I like the phrase: If you can spot it, you got it!
Thank you, interesting
Whenever we see negative things in others its an opportunity for us to work on what they are mirroring from us. So too must we feel joy in the positive things that we see in each other because it will already be a quality we have in ourselves.
Delighful! ... as if consciously tricking onsself and just as consciously accepting it as a benefit providing both immediate and repeat benefit.
Young man, you're not quite as dumb as I look.
Yes, but the people who "bring sunshine" wherever they go. It's harder to see the bad (selfishness, egotism) in them. We learn to act like them, in order to be left alone.
Maybe worth a try. If only for the fun of it...but there might be a lot more to discover...
Very interesting... Years ago I came up with something similar to help a good friend who was having trouble with co-workers she could not stand. I asked her to start by describing at least one good thing about various people at work I knew she liked (including herself), and then progressed to those ones she didn't like. She found that even those she didn't like and who had treated her badly had good things about them.
I then had her say one unpleasant thing about those same people (the ones she liked and didn't, and herself). It softened her view of the ones she was having problems with, allowed her to not react negatively, and helped prevent the automatic feeling of being wronged. In turn it changed their own response to her; but even when it didn't, she no longer saw them as wholly a bad person, but a mix of good and bad, just as all of us are.
In the end, the exercise was about patience, acceptance, and understanding, which provides perspective and a chance to see and embrace solutions to anger and conflict, both internal and external.

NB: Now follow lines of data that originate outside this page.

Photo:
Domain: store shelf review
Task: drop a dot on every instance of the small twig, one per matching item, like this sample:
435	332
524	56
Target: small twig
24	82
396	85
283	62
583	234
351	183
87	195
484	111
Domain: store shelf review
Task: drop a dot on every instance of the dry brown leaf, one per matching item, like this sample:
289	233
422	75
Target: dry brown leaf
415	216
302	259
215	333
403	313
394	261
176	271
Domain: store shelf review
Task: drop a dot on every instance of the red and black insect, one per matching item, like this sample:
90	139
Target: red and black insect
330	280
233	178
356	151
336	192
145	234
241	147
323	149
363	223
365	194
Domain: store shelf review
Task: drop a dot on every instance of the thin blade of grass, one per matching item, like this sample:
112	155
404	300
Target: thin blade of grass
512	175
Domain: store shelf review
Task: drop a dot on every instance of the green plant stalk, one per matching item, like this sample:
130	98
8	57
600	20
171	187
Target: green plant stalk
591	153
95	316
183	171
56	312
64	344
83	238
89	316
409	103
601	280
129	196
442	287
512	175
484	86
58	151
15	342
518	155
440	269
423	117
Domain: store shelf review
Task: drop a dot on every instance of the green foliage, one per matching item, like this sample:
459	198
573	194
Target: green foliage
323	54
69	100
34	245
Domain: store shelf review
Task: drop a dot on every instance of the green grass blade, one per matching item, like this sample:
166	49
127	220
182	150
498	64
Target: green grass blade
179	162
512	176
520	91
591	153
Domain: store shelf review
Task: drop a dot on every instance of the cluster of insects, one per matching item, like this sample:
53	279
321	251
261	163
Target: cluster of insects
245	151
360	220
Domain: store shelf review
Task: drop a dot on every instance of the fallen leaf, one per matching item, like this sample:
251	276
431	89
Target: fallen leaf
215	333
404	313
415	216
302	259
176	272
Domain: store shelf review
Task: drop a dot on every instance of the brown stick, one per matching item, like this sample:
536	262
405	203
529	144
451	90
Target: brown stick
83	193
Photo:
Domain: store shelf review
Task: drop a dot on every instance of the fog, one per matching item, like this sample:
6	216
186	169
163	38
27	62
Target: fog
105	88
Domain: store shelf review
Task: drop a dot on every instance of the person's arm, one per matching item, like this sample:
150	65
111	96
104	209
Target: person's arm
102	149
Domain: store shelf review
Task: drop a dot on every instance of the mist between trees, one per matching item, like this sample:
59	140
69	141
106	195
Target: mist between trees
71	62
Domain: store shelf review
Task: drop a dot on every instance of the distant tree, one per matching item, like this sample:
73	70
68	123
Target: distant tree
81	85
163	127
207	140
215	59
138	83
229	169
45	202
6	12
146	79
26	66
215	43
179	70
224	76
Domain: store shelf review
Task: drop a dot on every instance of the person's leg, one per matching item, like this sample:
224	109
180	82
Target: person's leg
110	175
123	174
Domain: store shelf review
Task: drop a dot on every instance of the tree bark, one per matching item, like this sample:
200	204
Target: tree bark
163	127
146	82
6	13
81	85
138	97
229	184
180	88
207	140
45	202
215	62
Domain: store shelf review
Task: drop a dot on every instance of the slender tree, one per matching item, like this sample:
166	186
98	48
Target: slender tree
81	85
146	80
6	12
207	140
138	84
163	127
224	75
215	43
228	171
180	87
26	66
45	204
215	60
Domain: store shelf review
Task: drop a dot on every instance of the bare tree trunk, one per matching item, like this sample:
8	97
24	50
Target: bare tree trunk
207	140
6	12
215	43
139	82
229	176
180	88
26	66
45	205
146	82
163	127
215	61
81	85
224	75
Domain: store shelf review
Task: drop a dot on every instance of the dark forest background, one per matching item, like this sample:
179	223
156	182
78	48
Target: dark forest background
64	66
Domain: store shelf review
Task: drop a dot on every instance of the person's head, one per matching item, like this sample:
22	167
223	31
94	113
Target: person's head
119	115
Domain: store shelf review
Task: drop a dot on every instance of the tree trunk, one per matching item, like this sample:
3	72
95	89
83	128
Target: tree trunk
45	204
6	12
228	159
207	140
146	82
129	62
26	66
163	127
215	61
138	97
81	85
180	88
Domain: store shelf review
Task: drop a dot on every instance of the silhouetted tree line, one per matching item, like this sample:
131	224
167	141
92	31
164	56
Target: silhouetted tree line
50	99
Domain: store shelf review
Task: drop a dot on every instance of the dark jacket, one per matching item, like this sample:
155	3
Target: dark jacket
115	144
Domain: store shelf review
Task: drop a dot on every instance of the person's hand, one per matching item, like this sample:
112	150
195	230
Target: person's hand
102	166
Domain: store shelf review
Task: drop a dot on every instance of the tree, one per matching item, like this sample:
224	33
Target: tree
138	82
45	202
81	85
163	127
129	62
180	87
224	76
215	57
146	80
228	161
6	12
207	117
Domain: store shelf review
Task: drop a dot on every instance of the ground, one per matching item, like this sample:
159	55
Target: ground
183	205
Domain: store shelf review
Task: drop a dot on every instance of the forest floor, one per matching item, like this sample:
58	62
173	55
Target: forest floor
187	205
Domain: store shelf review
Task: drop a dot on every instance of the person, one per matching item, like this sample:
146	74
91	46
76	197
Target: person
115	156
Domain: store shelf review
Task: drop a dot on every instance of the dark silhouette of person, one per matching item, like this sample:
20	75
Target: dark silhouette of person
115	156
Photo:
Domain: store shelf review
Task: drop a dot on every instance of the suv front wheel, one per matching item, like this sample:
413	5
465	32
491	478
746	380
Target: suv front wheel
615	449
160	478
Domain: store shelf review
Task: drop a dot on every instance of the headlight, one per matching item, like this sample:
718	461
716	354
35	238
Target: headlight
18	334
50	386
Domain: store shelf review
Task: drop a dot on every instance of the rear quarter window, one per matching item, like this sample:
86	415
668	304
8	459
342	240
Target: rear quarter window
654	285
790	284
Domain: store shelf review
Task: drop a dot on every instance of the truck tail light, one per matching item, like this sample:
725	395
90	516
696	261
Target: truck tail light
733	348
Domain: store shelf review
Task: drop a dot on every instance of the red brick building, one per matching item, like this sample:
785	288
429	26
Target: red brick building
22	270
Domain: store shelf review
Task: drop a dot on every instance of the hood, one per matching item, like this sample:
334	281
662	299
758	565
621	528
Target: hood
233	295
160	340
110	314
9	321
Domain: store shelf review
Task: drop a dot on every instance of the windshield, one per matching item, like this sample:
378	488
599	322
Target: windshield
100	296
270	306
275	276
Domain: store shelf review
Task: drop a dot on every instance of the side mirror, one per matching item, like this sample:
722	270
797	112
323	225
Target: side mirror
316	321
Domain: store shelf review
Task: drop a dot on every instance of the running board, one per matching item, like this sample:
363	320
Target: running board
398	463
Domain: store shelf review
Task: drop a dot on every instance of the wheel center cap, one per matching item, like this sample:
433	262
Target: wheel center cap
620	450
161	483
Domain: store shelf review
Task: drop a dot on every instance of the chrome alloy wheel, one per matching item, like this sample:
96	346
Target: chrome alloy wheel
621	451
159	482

What a great exercise. Thanks very much!
sometimes when I'm with my best friend i feel kind of belittled and boring just becuase of how amazing she is! it's kind of tough becuase she never means for me to feel that way, i just bring it on myself by comparing how awesome and wonderful she is to how i think that i am in comparison. Now i know that i share qualities with her. when i am with her i can now see myself in the qualities that i admire so much in her. this is wonderful i am so happy! thank you :)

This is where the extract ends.